British Library to mass-digitize its manuscripts?

Tiny snippets, these, but here I found a report on a conference in February, which included the chance remark:

Will this community thrive? Ronald Milne of the British Library told me he was amazed at how web-active the papyrologist community is. Incidentally, Juan Garcés presented this work excitingly within the context of a recent decision by the British Library to mass-digitise its entire collection of pre-1600 manuscripts.

Meanwhile here is a conference due to happen in July 2009.  Among the papers to be delivered is:

Juan Garcés, Codex Sinaiticus and the mass-digitisation of Greek manuscripts at the British Library.

Hum.  If the British Library is really to digitise all of its manuscripts, that could only be a good thing; indeed a very good thing.  But the devil is in the detail.  I will see if I can find out more about this.  Who is Juan Garces, I wonder?  A search reveals this:

Juan Garcés is Project Manager of the Greek Manuscripts Digitisation Projects at the British Library, where he is currently managing both the Codex Sinaiticus Project (http://www.codexsinaiticus.org) and the Greek Manuscripts Digitisation Project. After studying theology in Giessen and Marburg, Germany, he received a doctorate in Biblical Studies from the University of Stellenbosch, South Africa, in 2003.

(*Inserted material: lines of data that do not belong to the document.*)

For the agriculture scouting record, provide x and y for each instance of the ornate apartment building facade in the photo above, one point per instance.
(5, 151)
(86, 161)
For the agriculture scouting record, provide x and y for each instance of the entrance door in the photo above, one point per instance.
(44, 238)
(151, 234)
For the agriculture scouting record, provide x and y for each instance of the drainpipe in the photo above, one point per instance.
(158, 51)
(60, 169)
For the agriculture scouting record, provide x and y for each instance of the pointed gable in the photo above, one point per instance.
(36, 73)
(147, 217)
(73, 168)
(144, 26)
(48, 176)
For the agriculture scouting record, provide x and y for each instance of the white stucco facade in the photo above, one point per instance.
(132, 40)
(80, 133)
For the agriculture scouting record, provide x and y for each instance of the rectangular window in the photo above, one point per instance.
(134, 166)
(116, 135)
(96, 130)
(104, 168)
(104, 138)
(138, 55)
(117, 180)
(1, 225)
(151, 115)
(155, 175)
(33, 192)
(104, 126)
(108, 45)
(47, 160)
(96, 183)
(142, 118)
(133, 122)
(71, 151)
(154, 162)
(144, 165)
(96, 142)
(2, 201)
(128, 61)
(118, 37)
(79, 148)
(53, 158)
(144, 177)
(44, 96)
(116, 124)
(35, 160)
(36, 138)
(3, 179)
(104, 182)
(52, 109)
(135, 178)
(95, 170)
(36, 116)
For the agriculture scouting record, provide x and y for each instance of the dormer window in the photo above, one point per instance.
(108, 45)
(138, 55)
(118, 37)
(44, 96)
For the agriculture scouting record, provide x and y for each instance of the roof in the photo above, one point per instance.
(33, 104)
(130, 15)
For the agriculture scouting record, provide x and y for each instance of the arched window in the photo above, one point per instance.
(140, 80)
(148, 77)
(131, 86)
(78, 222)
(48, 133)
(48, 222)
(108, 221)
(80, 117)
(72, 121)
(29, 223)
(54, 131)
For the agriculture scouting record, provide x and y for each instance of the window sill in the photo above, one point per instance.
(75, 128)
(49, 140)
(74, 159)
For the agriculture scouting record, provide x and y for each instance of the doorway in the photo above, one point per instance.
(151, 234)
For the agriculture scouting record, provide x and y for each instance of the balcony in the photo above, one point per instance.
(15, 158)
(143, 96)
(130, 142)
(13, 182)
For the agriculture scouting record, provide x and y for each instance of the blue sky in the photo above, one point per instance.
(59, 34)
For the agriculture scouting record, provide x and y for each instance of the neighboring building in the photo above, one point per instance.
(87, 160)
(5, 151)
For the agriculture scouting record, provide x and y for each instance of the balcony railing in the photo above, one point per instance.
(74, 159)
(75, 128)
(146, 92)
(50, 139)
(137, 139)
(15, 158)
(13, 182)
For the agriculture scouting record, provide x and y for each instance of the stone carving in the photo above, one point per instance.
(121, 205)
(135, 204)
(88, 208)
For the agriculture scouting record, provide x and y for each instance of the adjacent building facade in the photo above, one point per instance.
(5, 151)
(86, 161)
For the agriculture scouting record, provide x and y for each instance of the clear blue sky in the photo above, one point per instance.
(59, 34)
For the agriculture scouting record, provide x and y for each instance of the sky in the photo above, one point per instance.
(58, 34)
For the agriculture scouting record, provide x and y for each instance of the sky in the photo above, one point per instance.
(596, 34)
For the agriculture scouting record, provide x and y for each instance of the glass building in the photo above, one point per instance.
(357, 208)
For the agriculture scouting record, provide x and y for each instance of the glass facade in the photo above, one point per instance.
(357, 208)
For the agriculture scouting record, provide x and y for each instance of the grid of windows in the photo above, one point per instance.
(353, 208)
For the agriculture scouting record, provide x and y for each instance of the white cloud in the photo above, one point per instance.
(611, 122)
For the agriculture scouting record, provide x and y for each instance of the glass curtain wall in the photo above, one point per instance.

He has since gained experience in the field of Digital Humanities as analyst, consultant, and adviser on digitally-based research projects, particular in the field of Greek texts. Before coming to the British Library, he was employed at the Centre for Computing in the Humanities, King’s College London, which recently awarded him an MA in Digital Humanities. He is one of the founding members of the Digital Classicist (http://www.digitalclassicist.org/), the organiser of the Open Source Critical Editions workshop, and co-author of the forthcoming article ‘Open Source Critical Editions: a Rationale’ (in: Text Editing, Print, and the Digital World, eds. Marilyn Deegan and Kathryn Sutherland, Ashgate Press, 2009).

Frankly this sounds pretty good.   A man with a background in Open Source, and digitisation.

My only worry … the BL has a history of creating digital items which it then sells access to, instead of making available to the general public.  It would be a tragedy if such a potentially useful project was prostituted in that way.